Is DataRobot better than Iguazio?

DataRobot (3.9/5) scores higher overall, but "better" depends on your use case. DataRobot is better for enterprises wanting rapid ML deployment via an enterprise AutoML platform rather than bespoke custom model development. Iguazio is better for enterprises with existing ML models that need production-grade MLOps infrastructure, real-time serving, and multi-environment deployment managed by the platform vendor.

How do DataRobot and Iguazio differ in pricing?

DataRobot uses fixed project, retainer pricing with a minimum engagement of $50K. Iguazio uses fixed project, retainer pricing with a minimum engagement of $100K. Neither firm publishes a full rate card; a discovery call is required for project-specific quotes.

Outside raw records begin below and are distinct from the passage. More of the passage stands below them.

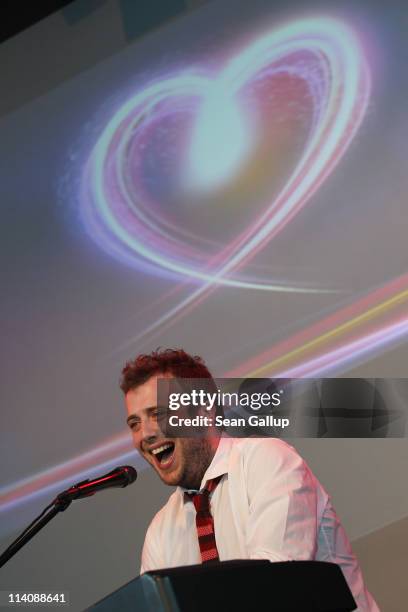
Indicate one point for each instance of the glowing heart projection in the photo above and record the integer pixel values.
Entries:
(131, 222)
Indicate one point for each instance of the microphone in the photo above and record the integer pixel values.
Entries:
(119, 477)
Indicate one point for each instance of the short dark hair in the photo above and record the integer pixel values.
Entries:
(172, 361)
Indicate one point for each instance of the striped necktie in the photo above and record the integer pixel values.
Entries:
(205, 521)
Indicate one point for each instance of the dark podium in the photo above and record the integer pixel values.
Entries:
(235, 586)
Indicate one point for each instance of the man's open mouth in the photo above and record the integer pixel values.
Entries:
(163, 454)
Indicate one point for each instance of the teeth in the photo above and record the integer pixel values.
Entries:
(160, 449)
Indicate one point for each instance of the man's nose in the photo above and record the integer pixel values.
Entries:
(149, 430)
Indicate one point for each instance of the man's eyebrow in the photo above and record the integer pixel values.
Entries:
(136, 417)
(132, 417)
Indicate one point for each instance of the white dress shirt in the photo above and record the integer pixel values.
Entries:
(268, 505)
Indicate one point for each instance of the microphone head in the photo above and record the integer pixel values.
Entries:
(129, 473)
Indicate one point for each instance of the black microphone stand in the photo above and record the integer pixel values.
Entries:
(60, 503)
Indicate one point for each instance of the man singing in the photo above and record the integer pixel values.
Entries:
(235, 498)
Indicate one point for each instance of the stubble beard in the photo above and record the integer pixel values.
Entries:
(196, 456)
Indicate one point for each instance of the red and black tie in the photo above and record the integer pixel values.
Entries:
(205, 521)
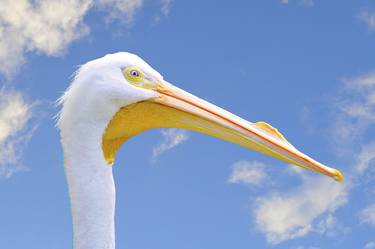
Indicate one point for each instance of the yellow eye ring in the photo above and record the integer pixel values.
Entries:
(133, 74)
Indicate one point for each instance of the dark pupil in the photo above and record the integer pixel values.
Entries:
(134, 73)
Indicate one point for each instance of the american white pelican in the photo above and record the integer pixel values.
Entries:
(118, 96)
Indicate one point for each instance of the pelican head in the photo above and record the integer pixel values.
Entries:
(118, 96)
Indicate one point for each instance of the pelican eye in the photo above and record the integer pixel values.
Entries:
(133, 74)
(136, 77)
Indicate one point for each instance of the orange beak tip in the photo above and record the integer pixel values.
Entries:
(338, 176)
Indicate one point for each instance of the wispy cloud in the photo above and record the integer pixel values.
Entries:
(367, 215)
(171, 138)
(370, 245)
(355, 108)
(15, 132)
(300, 211)
(368, 18)
(49, 27)
(165, 9)
(248, 172)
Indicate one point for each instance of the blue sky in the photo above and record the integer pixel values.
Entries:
(305, 66)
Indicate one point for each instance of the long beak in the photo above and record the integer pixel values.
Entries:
(220, 123)
(179, 109)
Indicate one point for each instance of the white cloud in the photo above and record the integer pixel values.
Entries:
(309, 208)
(171, 138)
(367, 215)
(15, 114)
(248, 172)
(49, 27)
(165, 7)
(370, 245)
(123, 10)
(308, 3)
(368, 18)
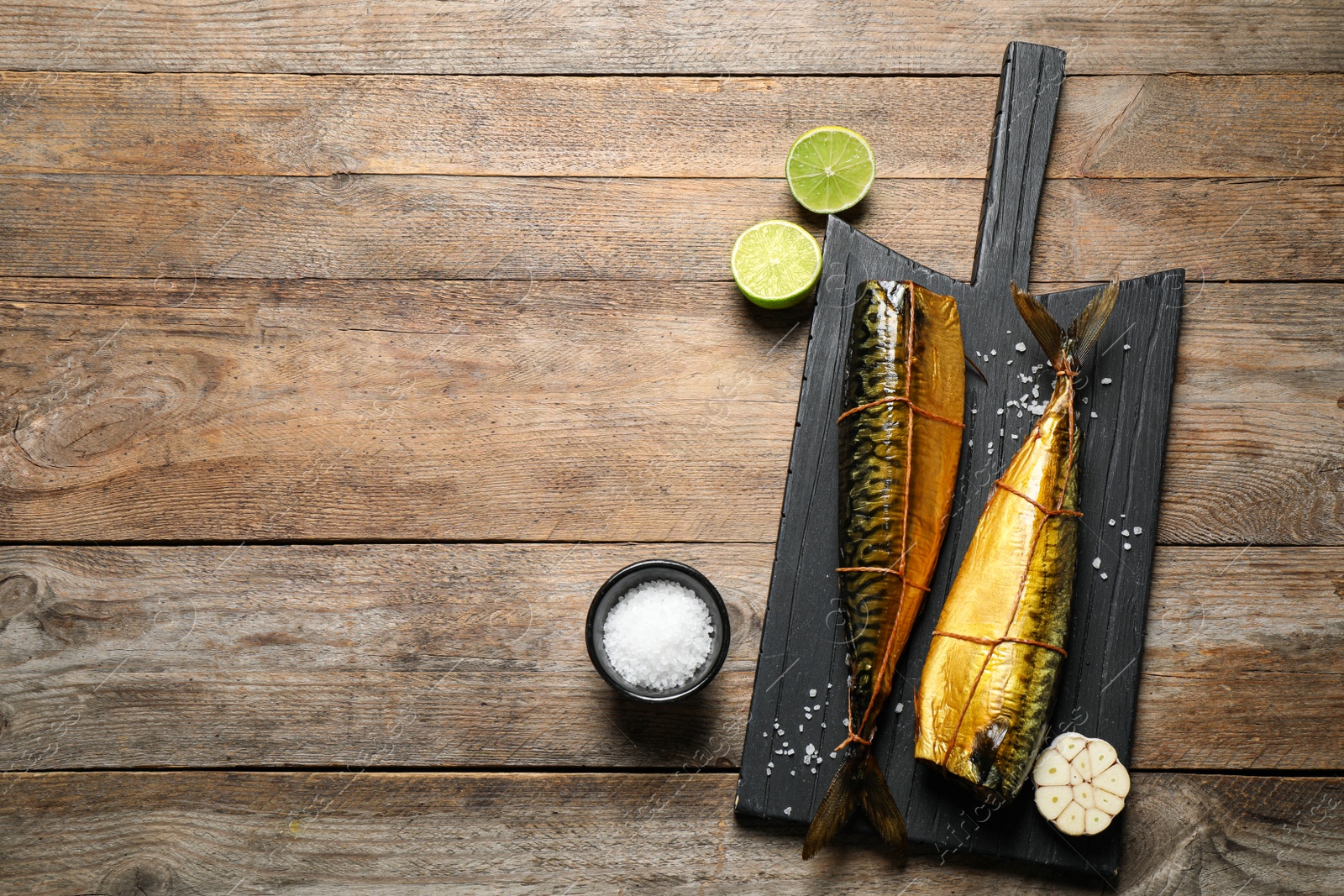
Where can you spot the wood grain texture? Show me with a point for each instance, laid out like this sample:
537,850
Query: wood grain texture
371,226
208,123
470,656
683,36
376,835
218,410
1124,446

Which is better for enterprise: DataRobot or Iguazio?

DataRobot is the larger team and typically the better enterprise-scale choice. For very large programmes, verify team size and compliance coverage directly with each agency before shortlisting.

What are the main differences between DataRobot and Iguazio?

DataRobot's primary differentiator is: category-defining automl platform with $285m arr — accelerates time-to-production ml without requiring a dedicated data science team. Iguazio's primary differentiator is: mlops platform specialist with real-time ai serving and multi-cloud/edge deployment — best for operationalising models rather than building them. They also differ in team size (863 vs 70+), minimum engagement ($50K vs $100K), and primary industries served (Financial Services, Healthcare vs Financial Services, Healthcare).

Last reviewed: July 2026. Verify all details directly with each agency before making a decision.